Au lendemain des événements du 11 septembre 2001 on vit beaucoup
à la télévision française un prêcheur musulman, parmi les plus agités
du so-called "Londonistan", qui déclarait à qui
voulait l'entendre, et c'était alors beaucoup de monde, que la Grande-Bretagne
allait devenir un pays musulman - je ne me souviens plus s'il précisait
les délais.
Ces déclarations retentissantes produisirent un certain effet, sur
le moment, mais à titre de pure provocation ; et comme des fragments
parfaitement farfelus d'une rhétorique toute polémique. Personne ne
les prit pour de sérieuses déclarations d'intention, ni pour l'exposé
objectif d'un projet, encore moins pour de froides prévisions. Avec
quelques années de recul, cependant, elles ne paraissent plus si dépourvues
de vraisemblance - mais ici je ne pense pas spécialement à la Grande-Bretagne
: plutôt à l'Europe en général, et bien sûr à la France.
L'islamisation progressive est d'abord portée par la démographie,
dans un double aspect : l'immigration d'une part, les taux de reproduction
inégaux d'autre part. L'islam, très imparfaitement bien sûr, mais
assez étroitement tout de même, est lié à certains groupes ethniques
ou nationaux qui fournissent depuis trente ans et plus les plus gros
contingents de l'immigration. Les musulmans représentent donc, en
proportion, une partie sans cesse croissante (mais jamais sérieusement
évaluée) de la population. Or cette proportion croît d'autant plus,
et d'autant plus vite, que selon toute apparence (même si c'est impossible
à vérifier) leur taux de reproduction est plus élevé que celui de
la plupart des autres parties de la population.
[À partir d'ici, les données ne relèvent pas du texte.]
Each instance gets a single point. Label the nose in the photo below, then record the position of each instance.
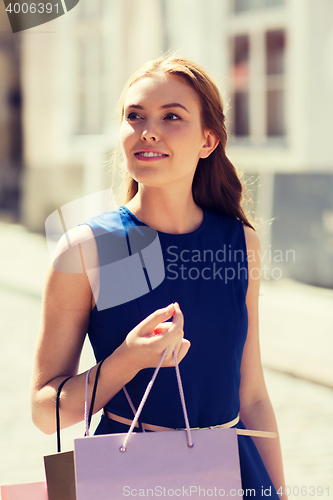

Les individus ou les groupes qui souhaiteraient contrer ou limiter
cette évolution du rapport de proportion entre musulmans et non-musulmans
au sein de la population globale auraient tout intérêt, naturellement,
à promouvoir le développement démographique de leurs propres "communautés",
et donc des non-musulmans. Mais ce ne serait leur intérêt qu'en ce
dessein particulier, et ce serait nocif de tous les autres points
de vue, globalement nocif. Les peuples les plus avancés économiquement
et culturellement (et par "avancés" nous n'entendons aucun
jugement axiologique) ont bien conscience (serait-ce obscurément peut-être),
et cela malgré les assurances qui leur sont prodiguées de concert
par des experts prétendus et par leurs médias, qu'un développement
démographique indéfini est éminemment nuisible à la planète comme
à eux-mêmes : le danger le plus grave, sans doute. C'est donc par
sagesse, plus ou moins reconnue comme telle, qu'il s'interdisent un
recours - faire toujours plus d'enfants - susceptible de s'opposer
à la croissance parmi eux de la proportion de musulmans, ou de personnes
appartenant par leur origine à la civilisation arabo-musulmane
Ce n'est pas là le seul exemple, loin de là, de points sur lesquels
la sagesse, la vertu, la modération écologiques, juridiques, intellectuelles,
religieuses - sont en fait des éléments de faiblesse pour tous ceux
qui ne souhaiteraient pas que l'islam, à travers les groupes et les
individus qui en sont porteurs ou qui, délibérément ou pas, en constituent
les vecteurs, pèse d'un poids croissant au sein de la société en général,
dans les pays qui comme le nôtre ne sont pas historiquement des terres
d'islam. L'islam est une religion très vivante, très dynamique, très
aimée par ses fidèles et par la plupart des personnes qui sont nées
sous son influence. C'est aussi une religion jeune, et cela doublement
: par son ancienneté moindre que celle des autres religions monothéistes
(elle n'en est qu'à l'âge qui pour le christianisme fut celui des
Croisades), et par la jeunesse de ses fidèles, l'abondance de jeunesse
parmi ses fidèles, telle que l'assure le fort taux de renouvellement
démographique au sein de la plupart des populations musulmanes (fort
taux de renouvellement démographique qui, contrairement à ce que voudrait
la doxa démographico-économique, n'assure en aucune façon, il faut
le remarquer, et même tout à l'inverse, le développement économique
de ces sociétés). Une religion de ce genre l'emportera toujours sur
des religions vieilles et fatiguées - je pense en particulier, bien
sûr, au christianisme, qui lui ne dispose plus, au contraire, dans
un pays comme la France, que d'une emprise très faible sur les groupes
ou sur les individus qui jadis se réclamaient de lui, et justement
ne s'en réclament plus guère.Une façon de contrer la montée de l'islam,
pour ceux qu'elle alarme, serait d'aller ou de revenir au christianisme,
et à un christianisme plus ardent, plus militant, plus sûr de lui,
moins empêtré de scrupules qui sont autant de doutes, et d'entraves
à son extension. Mais la sagesse les en empêche, encore une fois.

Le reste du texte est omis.